Mr Muscle provided me with the following two weekly strength workouts to do (after a warm up):
We also hope to look at my nutrition: he’s suggested we take a look at ‘Carb Cycling’: where you increase the amount of carbs you have on intense workout days, and have high, medium and low carb days depending on his much you workout.
Of what I’ve read so far, you should have:
High / Med Carb days on strength / intense days.
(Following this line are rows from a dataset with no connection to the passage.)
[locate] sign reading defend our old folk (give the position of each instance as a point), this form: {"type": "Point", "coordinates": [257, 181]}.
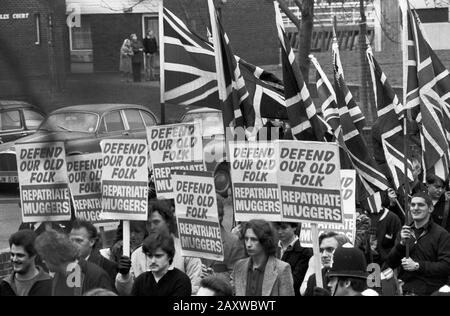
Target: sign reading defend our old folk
{"type": "Point", "coordinates": [124, 179]}
{"type": "Point", "coordinates": [310, 182]}
{"type": "Point", "coordinates": [197, 216]}
{"type": "Point", "coordinates": [254, 173]}
{"type": "Point", "coordinates": [85, 180]}
{"type": "Point", "coordinates": [174, 147]}
{"type": "Point", "coordinates": [44, 190]}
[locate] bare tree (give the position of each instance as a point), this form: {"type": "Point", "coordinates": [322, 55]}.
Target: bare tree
{"type": "Point", "coordinates": [305, 27]}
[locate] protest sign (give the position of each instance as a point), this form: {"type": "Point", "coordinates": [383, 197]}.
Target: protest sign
{"type": "Point", "coordinates": [309, 180]}
{"type": "Point", "coordinates": [348, 187]}
{"type": "Point", "coordinates": [124, 179]}
{"type": "Point", "coordinates": [197, 216]}
{"type": "Point", "coordinates": [172, 147]}
{"type": "Point", "coordinates": [44, 189]}
{"type": "Point", "coordinates": [254, 177]}
{"type": "Point", "coordinates": [85, 180]}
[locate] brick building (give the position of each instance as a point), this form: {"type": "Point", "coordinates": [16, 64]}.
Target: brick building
{"type": "Point", "coordinates": [33, 40]}
{"type": "Point", "coordinates": [104, 24]}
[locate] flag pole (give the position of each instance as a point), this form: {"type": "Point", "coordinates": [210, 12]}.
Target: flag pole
{"type": "Point", "coordinates": [404, 6]}
{"type": "Point", "coordinates": [161, 60]}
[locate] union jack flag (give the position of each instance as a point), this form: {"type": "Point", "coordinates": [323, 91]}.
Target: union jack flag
{"type": "Point", "coordinates": [428, 98]}
{"type": "Point", "coordinates": [389, 123]}
{"type": "Point", "coordinates": [337, 115]}
{"type": "Point", "coordinates": [305, 123]}
{"type": "Point", "coordinates": [189, 66]}
{"type": "Point", "coordinates": [191, 76]}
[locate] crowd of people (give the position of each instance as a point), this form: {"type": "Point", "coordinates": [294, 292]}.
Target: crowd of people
{"type": "Point", "coordinates": [411, 251]}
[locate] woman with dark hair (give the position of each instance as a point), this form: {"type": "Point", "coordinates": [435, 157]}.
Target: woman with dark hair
{"type": "Point", "coordinates": [162, 279]}
{"type": "Point", "coordinates": [161, 219]}
{"type": "Point", "coordinates": [262, 274]}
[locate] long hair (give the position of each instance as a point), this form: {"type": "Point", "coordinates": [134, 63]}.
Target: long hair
{"type": "Point", "coordinates": [56, 248]}
{"type": "Point", "coordinates": [265, 233]}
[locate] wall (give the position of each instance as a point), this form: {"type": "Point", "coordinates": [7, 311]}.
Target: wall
{"type": "Point", "coordinates": [20, 56]}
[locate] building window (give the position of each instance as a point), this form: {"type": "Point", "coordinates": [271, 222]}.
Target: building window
{"type": "Point", "coordinates": [81, 36]}
{"type": "Point", "coordinates": [37, 24]}
{"type": "Point", "coordinates": [434, 15]}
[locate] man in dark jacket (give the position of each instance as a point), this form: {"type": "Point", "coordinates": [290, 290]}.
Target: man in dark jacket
{"type": "Point", "coordinates": [290, 251]}
{"type": "Point", "coordinates": [428, 266]}
{"type": "Point", "coordinates": [441, 203]}
{"type": "Point", "coordinates": [84, 236]}
{"type": "Point", "coordinates": [73, 276]}
{"type": "Point", "coordinates": [150, 49]}
{"type": "Point", "coordinates": [136, 59]}
{"type": "Point", "coordinates": [27, 279]}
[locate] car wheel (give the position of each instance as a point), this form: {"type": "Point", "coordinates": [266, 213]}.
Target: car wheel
{"type": "Point", "coordinates": [222, 179]}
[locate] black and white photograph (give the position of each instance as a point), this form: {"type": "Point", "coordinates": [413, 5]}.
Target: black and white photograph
{"type": "Point", "coordinates": [247, 150]}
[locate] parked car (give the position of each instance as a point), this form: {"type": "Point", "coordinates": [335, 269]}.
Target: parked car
{"type": "Point", "coordinates": [17, 119]}
{"type": "Point", "coordinates": [82, 127]}
{"type": "Point", "coordinates": [214, 146]}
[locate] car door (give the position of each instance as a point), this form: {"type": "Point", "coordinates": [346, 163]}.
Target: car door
{"type": "Point", "coordinates": [135, 123]}
{"type": "Point", "coordinates": [32, 120]}
{"type": "Point", "coordinates": [11, 127]}
{"type": "Point", "coordinates": [112, 125]}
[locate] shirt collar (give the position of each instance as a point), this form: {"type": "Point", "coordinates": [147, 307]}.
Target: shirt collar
{"type": "Point", "coordinates": [291, 245]}
{"type": "Point", "coordinates": [260, 268]}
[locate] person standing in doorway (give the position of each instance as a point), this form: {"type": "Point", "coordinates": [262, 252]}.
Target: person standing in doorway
{"type": "Point", "coordinates": [125, 60]}
{"type": "Point", "coordinates": [150, 50]}
{"type": "Point", "coordinates": [136, 59]}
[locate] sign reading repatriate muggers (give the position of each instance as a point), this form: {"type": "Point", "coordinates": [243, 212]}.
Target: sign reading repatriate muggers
{"type": "Point", "coordinates": [124, 179]}
{"type": "Point", "coordinates": [348, 187]}
{"type": "Point", "coordinates": [174, 147]}
{"type": "Point", "coordinates": [310, 182]}
{"type": "Point", "coordinates": [254, 176]}
{"type": "Point", "coordinates": [85, 180]}
{"type": "Point", "coordinates": [197, 216]}
{"type": "Point", "coordinates": [44, 189]}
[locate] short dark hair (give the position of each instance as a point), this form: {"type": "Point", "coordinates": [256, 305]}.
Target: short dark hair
{"type": "Point", "coordinates": [90, 228]}
{"type": "Point", "coordinates": [218, 285]}
{"type": "Point", "coordinates": [327, 235]}
{"type": "Point", "coordinates": [424, 196]}
{"type": "Point", "coordinates": [357, 284]}
{"type": "Point", "coordinates": [265, 233]}
{"type": "Point", "coordinates": [164, 208]}
{"type": "Point", "coordinates": [292, 224]}
{"type": "Point", "coordinates": [25, 238]}
{"type": "Point", "coordinates": [56, 248]}
{"type": "Point", "coordinates": [433, 179]}
{"type": "Point", "coordinates": [159, 240]}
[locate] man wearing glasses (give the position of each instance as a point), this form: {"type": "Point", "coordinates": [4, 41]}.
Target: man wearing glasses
{"type": "Point", "coordinates": [328, 242]}
{"type": "Point", "coordinates": [441, 201]}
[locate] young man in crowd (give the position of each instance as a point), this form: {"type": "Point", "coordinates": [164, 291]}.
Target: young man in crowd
{"type": "Point", "coordinates": [84, 236]}
{"type": "Point", "coordinates": [262, 274]}
{"type": "Point", "coordinates": [214, 285]}
{"type": "Point", "coordinates": [328, 243]}
{"type": "Point", "coordinates": [72, 276]}
{"type": "Point", "coordinates": [27, 279]}
{"type": "Point", "coordinates": [290, 251]}
{"type": "Point", "coordinates": [441, 201]}
{"type": "Point", "coordinates": [428, 266]}
{"type": "Point", "coordinates": [162, 279]}
{"type": "Point", "coordinates": [160, 219]}
{"type": "Point", "coordinates": [233, 250]}
{"type": "Point", "coordinates": [348, 275]}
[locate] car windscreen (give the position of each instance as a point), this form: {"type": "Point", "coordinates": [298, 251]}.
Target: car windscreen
{"type": "Point", "coordinates": [211, 122]}
{"type": "Point", "coordinates": [71, 122]}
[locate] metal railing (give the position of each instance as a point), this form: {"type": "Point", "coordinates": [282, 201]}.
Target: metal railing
{"type": "Point", "coordinates": [347, 13]}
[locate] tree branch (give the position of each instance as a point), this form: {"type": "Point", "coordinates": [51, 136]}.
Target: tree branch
{"type": "Point", "coordinates": [284, 7]}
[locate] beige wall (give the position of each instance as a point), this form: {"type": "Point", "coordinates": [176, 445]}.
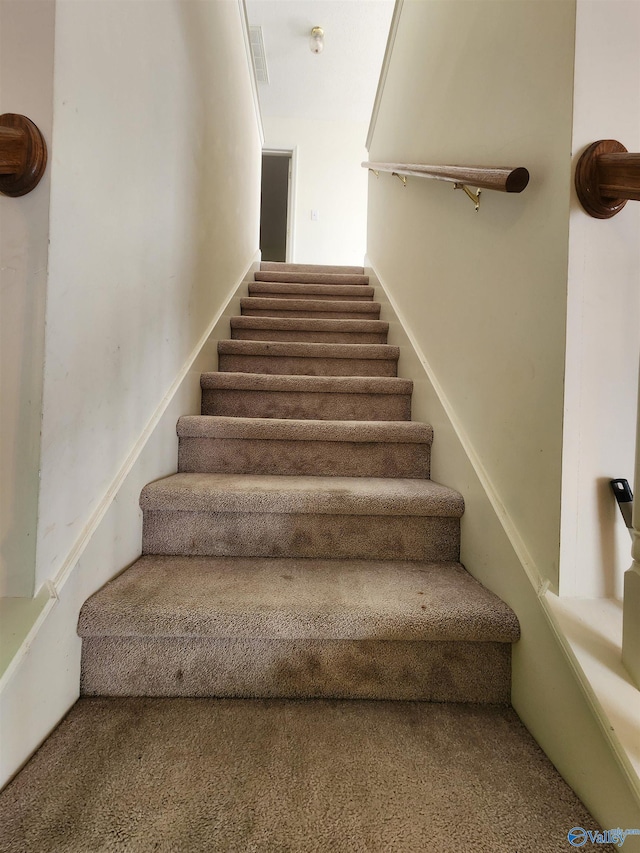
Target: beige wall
{"type": "Point", "coordinates": [484, 293]}
{"type": "Point", "coordinates": [548, 691]}
{"type": "Point", "coordinates": [155, 197]}
{"type": "Point", "coordinates": [26, 42]}
{"type": "Point", "coordinates": [154, 216]}
{"type": "Point", "coordinates": [603, 313]}
{"type": "Point", "coordinates": [327, 178]}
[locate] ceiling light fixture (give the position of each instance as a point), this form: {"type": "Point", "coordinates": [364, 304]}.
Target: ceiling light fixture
{"type": "Point", "coordinates": [316, 42]}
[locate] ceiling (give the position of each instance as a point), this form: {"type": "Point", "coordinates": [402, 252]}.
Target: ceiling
{"type": "Point", "coordinates": [339, 83]}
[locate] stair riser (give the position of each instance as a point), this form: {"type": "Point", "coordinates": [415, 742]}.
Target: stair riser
{"type": "Point", "coordinates": [301, 366]}
{"type": "Point", "coordinates": [382, 537]}
{"type": "Point", "coordinates": [306, 404]}
{"type": "Point", "coordinates": [249, 310]}
{"type": "Point", "coordinates": [312, 458]}
{"type": "Point", "coordinates": [297, 669]}
{"type": "Point", "coordinates": [302, 336]}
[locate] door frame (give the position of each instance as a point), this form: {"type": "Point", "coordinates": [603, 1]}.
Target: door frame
{"type": "Point", "coordinates": [292, 153]}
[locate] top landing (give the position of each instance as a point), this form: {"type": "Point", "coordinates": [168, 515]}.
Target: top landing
{"type": "Point", "coordinates": [273, 266]}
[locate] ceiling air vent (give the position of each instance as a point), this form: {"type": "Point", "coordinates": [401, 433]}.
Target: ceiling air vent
{"type": "Point", "coordinates": [259, 57]}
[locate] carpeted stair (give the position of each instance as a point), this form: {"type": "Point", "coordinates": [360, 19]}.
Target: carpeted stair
{"type": "Point", "coordinates": [301, 550]}
{"type": "Point", "coordinates": [300, 553]}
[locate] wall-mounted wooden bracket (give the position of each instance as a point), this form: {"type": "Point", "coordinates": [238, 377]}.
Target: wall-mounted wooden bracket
{"type": "Point", "coordinates": [474, 196]}
{"type": "Point", "coordinates": [607, 176]}
{"type": "Point", "coordinates": [23, 155]}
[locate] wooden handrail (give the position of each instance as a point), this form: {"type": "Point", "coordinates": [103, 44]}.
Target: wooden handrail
{"type": "Point", "coordinates": [503, 179]}
{"type": "Point", "coordinates": [23, 155]}
{"type": "Point", "coordinates": [607, 176]}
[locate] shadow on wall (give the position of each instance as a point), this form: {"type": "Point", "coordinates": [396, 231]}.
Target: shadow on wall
{"type": "Point", "coordinates": [607, 518]}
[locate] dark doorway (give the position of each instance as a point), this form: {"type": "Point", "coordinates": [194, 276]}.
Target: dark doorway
{"type": "Point", "coordinates": [274, 206]}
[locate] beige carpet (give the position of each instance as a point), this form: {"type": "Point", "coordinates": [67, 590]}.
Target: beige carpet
{"type": "Point", "coordinates": [274, 776]}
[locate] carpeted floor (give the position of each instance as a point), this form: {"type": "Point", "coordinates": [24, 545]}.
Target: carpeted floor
{"type": "Point", "coordinates": [277, 776]}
Med Carb days on intense (and long) cardio days
Low Carb on easy cardio or rest days.
Where for a female:
low = 50g carbs,
med = 100g carbs and
high = 150g carbs.
(Whilst eating 1g of protein per lb of body weight per day = 124g for me).
The challenge I might find with that is that I don’t really count my food: calories or grams – and I’m not sure I could even start to! But I do know what is carb, protein and fat so hopefully I’ll be able to judge it well.
(The numbers above are suggested for females, men should eat more carbs than the numbers quoted above (apparently). )
We did discuss how just now, Christmas party season might not be the best time to start a new strength work and nutrition plan, but as of this week, it’s going to be a 12 week strength plan, taking me up to 8 weeks lead up before my marathon in May. And I’m 99% sure I’ll be able to be motivated to keep training and eating well throughout (I’ve sleet started eating better).
I’ll find out more tomorrow about what plans Mr Muscle has for me nutrition wise.
Oh and with my goals of ‘Getting leaner, and stronger’ Mr Muscle is also going to take some before pictures … possibly the first man to see me in a bra since … 1998 or so! :-O 😉 lucky me … or lucky him!
Better get off and get some shut eye!!